James had eight turnovers, tying his season high. The Sixers earned a massive 27-8 points-off-turnovers advantage on the night.

They forced a Lakers turnover early in the third quarter with one of their many blitzes on D’Angelo Russell, which led to Oubre scoring in transition. Oubre got another fast-break hoop in the third after Harris hustled back to intercept a James lob. 

Maxey drilled his first shot of the third period, sinking a step-back three following a Kyle Lowry ghost screen, and the Sixers built a seven-point lead late in the quarter.

Sixers’ fourth-quarter offense fails to deliver 

While efficiency and outside shooting again were not Oubre’s strong suits, he posed a constant downhill driving threat while also flashing the passing skill he’s shown a tad more lately.

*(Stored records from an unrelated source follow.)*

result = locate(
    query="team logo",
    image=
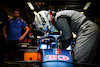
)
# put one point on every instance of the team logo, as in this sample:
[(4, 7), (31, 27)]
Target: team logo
[(59, 57)]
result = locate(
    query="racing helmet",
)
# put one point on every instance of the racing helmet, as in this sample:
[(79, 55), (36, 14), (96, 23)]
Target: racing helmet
[(44, 21)]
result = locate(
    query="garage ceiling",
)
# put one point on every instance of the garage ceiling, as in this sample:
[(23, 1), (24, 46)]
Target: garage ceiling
[(55, 5)]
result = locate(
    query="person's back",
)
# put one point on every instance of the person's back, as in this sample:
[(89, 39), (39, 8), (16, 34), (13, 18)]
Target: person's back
[(76, 18), (87, 32)]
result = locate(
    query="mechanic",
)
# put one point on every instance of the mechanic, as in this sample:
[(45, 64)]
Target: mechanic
[(13, 34), (69, 21)]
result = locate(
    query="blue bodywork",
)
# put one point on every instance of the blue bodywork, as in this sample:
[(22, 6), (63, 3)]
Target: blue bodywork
[(52, 56)]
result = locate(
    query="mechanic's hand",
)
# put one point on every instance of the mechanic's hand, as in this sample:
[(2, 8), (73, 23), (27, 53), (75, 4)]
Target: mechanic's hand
[(21, 38), (5, 36)]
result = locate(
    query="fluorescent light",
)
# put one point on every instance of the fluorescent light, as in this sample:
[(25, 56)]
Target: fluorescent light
[(35, 12), (30, 5), (82, 12), (87, 5)]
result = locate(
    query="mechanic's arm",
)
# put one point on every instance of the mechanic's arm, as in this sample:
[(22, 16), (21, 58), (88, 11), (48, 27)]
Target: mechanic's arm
[(4, 31), (27, 30)]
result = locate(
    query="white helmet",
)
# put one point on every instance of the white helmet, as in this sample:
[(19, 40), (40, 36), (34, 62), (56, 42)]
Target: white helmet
[(43, 21)]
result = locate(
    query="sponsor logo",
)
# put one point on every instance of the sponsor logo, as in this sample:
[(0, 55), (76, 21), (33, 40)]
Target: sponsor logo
[(59, 57)]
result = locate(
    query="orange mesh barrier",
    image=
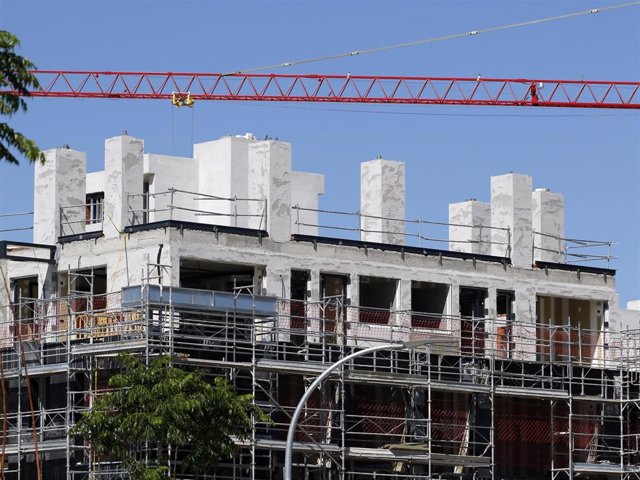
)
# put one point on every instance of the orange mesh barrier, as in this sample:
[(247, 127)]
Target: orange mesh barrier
[(298, 320), (423, 320), (380, 317)]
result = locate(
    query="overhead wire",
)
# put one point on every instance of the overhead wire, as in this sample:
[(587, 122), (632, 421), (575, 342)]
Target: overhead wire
[(426, 41), (436, 114)]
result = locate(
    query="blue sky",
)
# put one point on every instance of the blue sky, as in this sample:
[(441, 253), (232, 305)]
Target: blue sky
[(592, 156)]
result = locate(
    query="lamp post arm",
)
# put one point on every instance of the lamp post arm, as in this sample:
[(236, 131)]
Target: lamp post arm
[(296, 414)]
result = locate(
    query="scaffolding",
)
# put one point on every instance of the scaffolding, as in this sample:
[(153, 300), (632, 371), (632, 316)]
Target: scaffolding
[(523, 400)]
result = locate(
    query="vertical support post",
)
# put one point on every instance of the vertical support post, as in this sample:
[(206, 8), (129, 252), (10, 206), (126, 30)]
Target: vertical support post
[(429, 409), (171, 199)]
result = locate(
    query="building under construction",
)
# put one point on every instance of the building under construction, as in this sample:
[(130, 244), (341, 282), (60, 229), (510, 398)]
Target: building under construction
[(226, 262)]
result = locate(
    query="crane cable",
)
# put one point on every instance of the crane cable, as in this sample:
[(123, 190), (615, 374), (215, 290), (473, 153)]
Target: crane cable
[(434, 39)]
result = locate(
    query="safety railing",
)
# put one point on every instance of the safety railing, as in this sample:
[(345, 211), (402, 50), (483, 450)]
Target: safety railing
[(79, 218), (46, 326), (417, 232), (556, 249), (183, 205)]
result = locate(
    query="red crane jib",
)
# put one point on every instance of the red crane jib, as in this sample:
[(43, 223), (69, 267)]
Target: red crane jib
[(338, 89)]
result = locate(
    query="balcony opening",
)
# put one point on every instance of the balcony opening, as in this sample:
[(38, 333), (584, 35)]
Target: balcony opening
[(333, 290), (299, 295), (504, 317), (429, 303), (377, 298), (94, 208), (472, 313), (222, 277), (568, 327), (25, 296)]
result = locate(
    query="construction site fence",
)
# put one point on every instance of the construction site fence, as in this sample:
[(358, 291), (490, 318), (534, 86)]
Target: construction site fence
[(49, 327)]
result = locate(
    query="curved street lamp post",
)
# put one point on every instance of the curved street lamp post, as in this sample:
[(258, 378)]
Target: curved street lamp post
[(296, 414)]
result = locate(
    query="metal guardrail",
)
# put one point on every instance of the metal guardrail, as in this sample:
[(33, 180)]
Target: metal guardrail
[(415, 232), (175, 204), (571, 250)]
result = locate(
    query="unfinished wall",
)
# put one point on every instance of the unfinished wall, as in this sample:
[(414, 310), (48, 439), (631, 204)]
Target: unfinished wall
[(470, 230), (269, 177), (511, 208), (305, 190), (164, 172), (59, 182), (123, 164), (548, 225), (223, 172), (382, 194)]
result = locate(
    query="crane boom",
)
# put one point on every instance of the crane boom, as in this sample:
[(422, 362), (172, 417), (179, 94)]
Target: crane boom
[(339, 89)]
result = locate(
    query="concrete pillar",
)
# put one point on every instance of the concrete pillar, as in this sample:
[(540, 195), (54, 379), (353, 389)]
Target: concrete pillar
[(403, 307), (313, 307), (269, 177), (305, 190), (164, 172), (353, 297), (475, 237), (59, 182), (524, 329), (124, 170), (382, 194), (223, 172), (548, 223), (511, 208)]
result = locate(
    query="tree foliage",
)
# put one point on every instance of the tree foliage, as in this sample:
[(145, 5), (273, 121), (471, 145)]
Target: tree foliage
[(16, 81), (160, 420)]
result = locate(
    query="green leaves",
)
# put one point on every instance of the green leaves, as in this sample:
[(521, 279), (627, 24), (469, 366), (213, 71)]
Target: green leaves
[(157, 411), (16, 80)]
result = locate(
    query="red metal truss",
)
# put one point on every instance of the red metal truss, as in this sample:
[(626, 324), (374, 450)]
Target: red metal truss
[(340, 88)]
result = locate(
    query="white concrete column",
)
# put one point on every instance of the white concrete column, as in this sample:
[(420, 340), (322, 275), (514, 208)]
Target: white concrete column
[(270, 177), (164, 172), (524, 325), (382, 194), (124, 170), (305, 190), (475, 237), (403, 305), (59, 182), (548, 223), (223, 172), (511, 208)]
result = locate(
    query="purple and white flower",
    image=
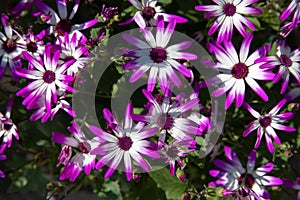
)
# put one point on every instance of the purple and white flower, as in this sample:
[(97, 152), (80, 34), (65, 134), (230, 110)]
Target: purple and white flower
[(2, 157), (229, 13), (265, 124), (288, 62), (294, 186), (294, 6), (9, 49), (148, 13), (168, 116), (173, 152), (82, 160), (60, 23), (73, 48), (8, 129), (48, 76), (243, 183), (128, 144), (236, 69), (154, 56)]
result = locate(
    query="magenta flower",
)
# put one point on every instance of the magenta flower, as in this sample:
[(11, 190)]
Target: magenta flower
[(288, 62), (236, 69), (9, 49), (243, 183), (21, 6), (2, 157), (83, 159), (229, 13), (173, 152), (265, 124), (294, 6), (168, 116), (108, 13), (60, 23), (148, 13), (73, 48), (154, 56), (294, 186), (128, 144), (7, 128), (48, 76)]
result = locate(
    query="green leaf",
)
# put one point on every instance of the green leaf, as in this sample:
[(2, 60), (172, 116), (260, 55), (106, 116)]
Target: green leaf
[(170, 184)]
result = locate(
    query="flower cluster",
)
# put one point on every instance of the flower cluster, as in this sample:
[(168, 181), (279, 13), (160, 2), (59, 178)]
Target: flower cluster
[(172, 128)]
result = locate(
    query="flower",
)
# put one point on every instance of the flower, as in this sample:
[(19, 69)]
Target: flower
[(108, 13), (83, 159), (172, 152), (21, 6), (48, 77), (154, 56), (265, 124), (73, 48), (148, 13), (168, 116), (229, 13), (9, 49), (293, 6), (288, 62), (294, 186), (2, 157), (7, 128), (243, 182), (236, 70), (128, 143), (60, 23)]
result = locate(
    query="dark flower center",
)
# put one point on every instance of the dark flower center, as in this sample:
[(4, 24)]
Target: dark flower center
[(49, 76), (63, 26), (229, 9), (265, 121), (148, 13), (32, 47), (285, 61), (247, 179), (125, 143), (84, 147), (158, 54), (9, 45), (239, 71), (165, 121), (172, 152)]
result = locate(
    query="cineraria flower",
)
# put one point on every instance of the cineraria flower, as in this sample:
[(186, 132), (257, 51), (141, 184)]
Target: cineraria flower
[(229, 13), (48, 77), (172, 152), (7, 128), (73, 48), (108, 13), (236, 70), (148, 14), (294, 186), (41, 112), (9, 49), (243, 183), (128, 143), (265, 124), (83, 159), (288, 62), (2, 157), (154, 56), (21, 6), (60, 23), (168, 116), (293, 6)]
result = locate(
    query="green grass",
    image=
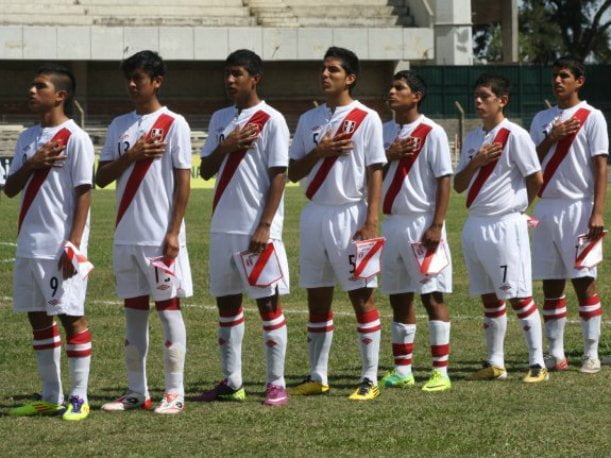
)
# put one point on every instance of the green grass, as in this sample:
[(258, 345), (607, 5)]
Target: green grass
[(569, 415)]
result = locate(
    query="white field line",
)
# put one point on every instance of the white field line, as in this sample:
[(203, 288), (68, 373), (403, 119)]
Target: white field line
[(455, 317)]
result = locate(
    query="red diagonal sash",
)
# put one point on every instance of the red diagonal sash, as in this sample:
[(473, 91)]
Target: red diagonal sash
[(349, 125), (39, 176), (562, 149), (160, 130), (234, 159), (404, 166), (484, 172)]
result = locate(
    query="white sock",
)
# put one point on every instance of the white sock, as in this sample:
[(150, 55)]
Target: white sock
[(403, 336), (495, 328), (47, 345), (554, 317), (174, 346), (320, 338), (439, 336), (231, 334), (369, 332), (78, 350), (530, 322), (274, 342), (590, 312)]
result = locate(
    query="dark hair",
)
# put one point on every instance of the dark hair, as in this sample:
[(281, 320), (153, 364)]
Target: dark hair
[(350, 62), (149, 61), (498, 84), (415, 82), (63, 80), (247, 59), (574, 65)]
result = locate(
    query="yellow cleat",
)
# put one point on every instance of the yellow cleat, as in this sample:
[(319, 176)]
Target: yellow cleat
[(309, 387), (536, 374), (365, 392), (489, 372)]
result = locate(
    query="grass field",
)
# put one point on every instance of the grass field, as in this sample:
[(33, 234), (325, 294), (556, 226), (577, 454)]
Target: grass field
[(569, 415)]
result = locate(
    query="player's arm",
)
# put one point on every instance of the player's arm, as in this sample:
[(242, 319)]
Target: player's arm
[(49, 155), (328, 146), (596, 223), (82, 203), (144, 149), (259, 239), (432, 236)]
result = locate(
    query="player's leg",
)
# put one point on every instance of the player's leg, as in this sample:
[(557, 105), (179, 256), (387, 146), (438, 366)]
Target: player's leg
[(274, 343), (590, 314), (403, 332), (439, 337)]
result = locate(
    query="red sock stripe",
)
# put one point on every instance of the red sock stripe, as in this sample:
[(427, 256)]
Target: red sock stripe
[(137, 303), (170, 304)]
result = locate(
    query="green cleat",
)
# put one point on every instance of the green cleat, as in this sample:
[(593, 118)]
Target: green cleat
[(394, 380), (437, 382)]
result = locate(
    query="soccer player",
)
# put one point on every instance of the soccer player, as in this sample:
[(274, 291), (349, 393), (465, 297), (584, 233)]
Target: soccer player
[(338, 155), (148, 152), (247, 150), (573, 146), (416, 191), (53, 166), (498, 168)]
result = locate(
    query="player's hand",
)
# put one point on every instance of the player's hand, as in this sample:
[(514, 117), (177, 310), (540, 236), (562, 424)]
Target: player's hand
[(596, 225), (330, 146), (562, 129), (240, 138), (49, 155), (432, 237), (170, 247), (401, 148), (65, 266), (147, 148), (487, 154)]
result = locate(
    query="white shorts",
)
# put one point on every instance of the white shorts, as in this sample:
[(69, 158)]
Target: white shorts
[(554, 240), (325, 238), (400, 269), (133, 273), (225, 278), (497, 254), (38, 286)]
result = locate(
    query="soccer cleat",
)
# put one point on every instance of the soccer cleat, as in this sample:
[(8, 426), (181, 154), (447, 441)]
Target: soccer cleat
[(171, 404), (590, 365), (394, 380), (536, 374), (489, 372), (37, 408), (365, 392), (555, 364), (77, 409), (309, 387), (437, 382), (221, 392), (129, 401), (275, 395)]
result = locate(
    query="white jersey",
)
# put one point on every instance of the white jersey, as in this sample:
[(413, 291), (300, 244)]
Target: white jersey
[(346, 181), (240, 201), (504, 190), (416, 192), (146, 219), (573, 179), (48, 220)]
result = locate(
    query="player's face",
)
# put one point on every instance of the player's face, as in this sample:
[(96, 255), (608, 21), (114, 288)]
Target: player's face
[(334, 78), (141, 87), (564, 82), (487, 103), (401, 95)]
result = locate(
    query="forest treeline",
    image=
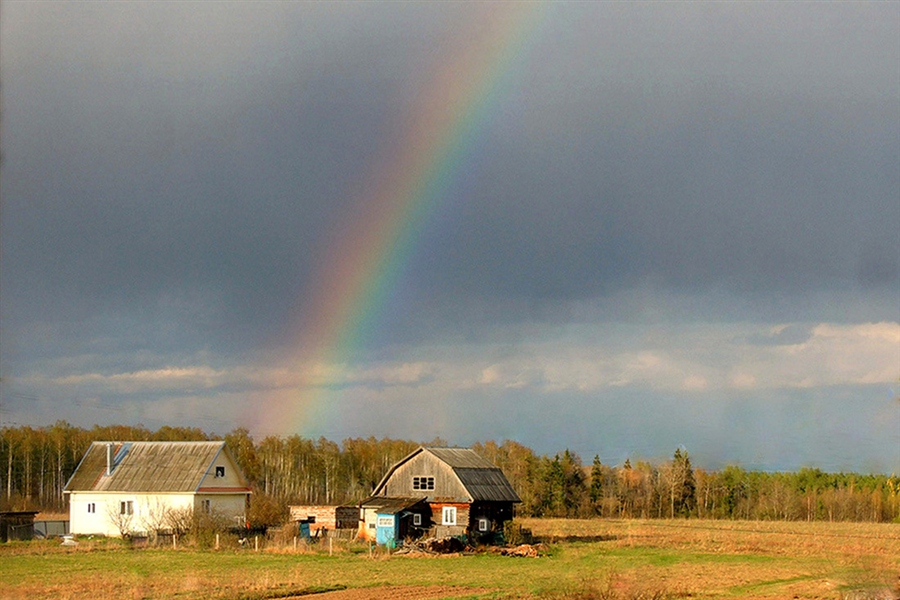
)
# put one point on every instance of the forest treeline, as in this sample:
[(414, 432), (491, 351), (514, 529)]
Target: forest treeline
[(36, 463)]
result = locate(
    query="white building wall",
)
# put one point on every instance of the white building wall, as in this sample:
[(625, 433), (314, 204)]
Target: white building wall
[(148, 512)]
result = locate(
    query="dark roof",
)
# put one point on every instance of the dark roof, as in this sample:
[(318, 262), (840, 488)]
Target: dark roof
[(390, 506), (482, 480), (146, 467)]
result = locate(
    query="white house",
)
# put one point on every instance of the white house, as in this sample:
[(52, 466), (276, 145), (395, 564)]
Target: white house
[(133, 487)]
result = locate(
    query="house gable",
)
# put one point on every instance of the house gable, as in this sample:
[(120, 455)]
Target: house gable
[(222, 475), (425, 475), (459, 475)]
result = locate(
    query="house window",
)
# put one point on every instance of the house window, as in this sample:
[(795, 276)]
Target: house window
[(423, 483), (448, 516)]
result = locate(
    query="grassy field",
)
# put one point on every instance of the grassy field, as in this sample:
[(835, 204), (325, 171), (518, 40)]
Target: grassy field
[(582, 560)]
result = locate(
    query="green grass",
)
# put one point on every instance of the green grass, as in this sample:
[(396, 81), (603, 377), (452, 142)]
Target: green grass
[(679, 559)]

Oubre made impressive dishes to set both Paul Reed and Mo Bamba up for dunks. He’s looked capable recently of anticipating when teammates might be open, seeing some of those windows as he’s driving, and trusting the pass as the best play. 

Maxey had another rough three-point shooting game (1 for 9), but he still rediscovered his groove offensively in the second half, regularly scoring around the rim as both a lead ball handler and off-ball guard curling effectively around screens. He posted 22 points after intermission.

As a team, the Sixers recorded just 18 points in the fourth quarter.

Some of that can be attributed to woeful shooting; Harris followed up a Batum air ball with one of his own. The Sixers shot 8 for 37 (21.6 percent) from three-point territory.

They had several fundamental, inexcusable sort of miscues in the fourth quarter, too. Maxey broke open with a backdoor cut on an after-timeout play, but Bamba threw the ball out of bounds. Harris committed a bad turnover on a basic, unguarded perimeter pass intended for Lowry.

It all added up to the Sixers holding a 9-15 record since Embiid's injury with one more game in L.A. on deck.